Econazole-evoked [Ca2+]i Rise and Non-Ca2+-triggered Cell Death in Rabbit Corneal Epithelial Cells (SIRC)

Abstract

The effects of econazole, an antifungal drug applied for treatment of keratitis and mycotic corneal ulcer, on cytosolic-free Ca2+ concentrations ([Ca2+]i) and viability of corneal cells was examined by using SIRC rabbit corneal epithelial cells as model. [Ca2+]i and cell viability were measured by using the fluorescent dyes fura-2 and WST-1, respectively.
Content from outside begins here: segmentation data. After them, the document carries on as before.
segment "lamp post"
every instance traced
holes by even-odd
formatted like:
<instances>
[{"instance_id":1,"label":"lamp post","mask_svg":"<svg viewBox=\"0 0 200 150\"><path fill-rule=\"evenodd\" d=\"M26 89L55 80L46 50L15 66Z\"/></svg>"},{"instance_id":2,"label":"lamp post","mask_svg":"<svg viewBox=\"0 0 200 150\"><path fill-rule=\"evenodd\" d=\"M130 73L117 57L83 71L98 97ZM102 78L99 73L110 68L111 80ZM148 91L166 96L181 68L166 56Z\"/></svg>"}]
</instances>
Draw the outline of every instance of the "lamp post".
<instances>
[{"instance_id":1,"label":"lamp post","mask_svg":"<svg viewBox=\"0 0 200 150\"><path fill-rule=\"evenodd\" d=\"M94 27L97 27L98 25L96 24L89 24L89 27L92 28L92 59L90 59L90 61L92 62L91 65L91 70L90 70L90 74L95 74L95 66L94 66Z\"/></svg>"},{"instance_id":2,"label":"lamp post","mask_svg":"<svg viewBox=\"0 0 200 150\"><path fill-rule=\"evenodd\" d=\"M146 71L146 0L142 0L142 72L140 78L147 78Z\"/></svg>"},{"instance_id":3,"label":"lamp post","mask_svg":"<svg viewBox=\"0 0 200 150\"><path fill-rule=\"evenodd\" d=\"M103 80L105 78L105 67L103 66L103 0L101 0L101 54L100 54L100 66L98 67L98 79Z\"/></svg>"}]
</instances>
Econazole at concentrations ≥ 1 µM increased [Ca2+]i in a concentration-dependent manner. The Ca2+ signal was reduced partly by removing extracellular Ca2+. The econazole-induced Ca(2+) influx was insensitive to L-type Ca2+ channel blockers and protein kinase C modulators. In Ca2+-free medium, after pretreatment with 20 µM econazole, [Ca2+]i rises induced by 1 µM thapsigargin (an endoplasmic reticulum Ca2+ pump inhibitor) were abolished. Conversely, thapsigargin pretreatment also abolished econazole-induced [Ca2+]i rises. Inhibition of phospholipase C with 2 µM U73122 did not change econazole-induced [Ca2+]i rises. At concentrations between 10 and 80 µM, econazole killed cells in a concentration-dependent manner. The cytotoxic effect of 20 µM econazole was not reversed by prechelating cytosolic Ca2+ with BAPTA. This shows that in SIRC cells econazole induces [Ca2+]i rises by causing Ca2+ release from the endoplasmic reticulum and Ca2+ influx from unknown pathways. Econazole-caused cytotoxicity was independent from a preceding [Ca2+]i rise.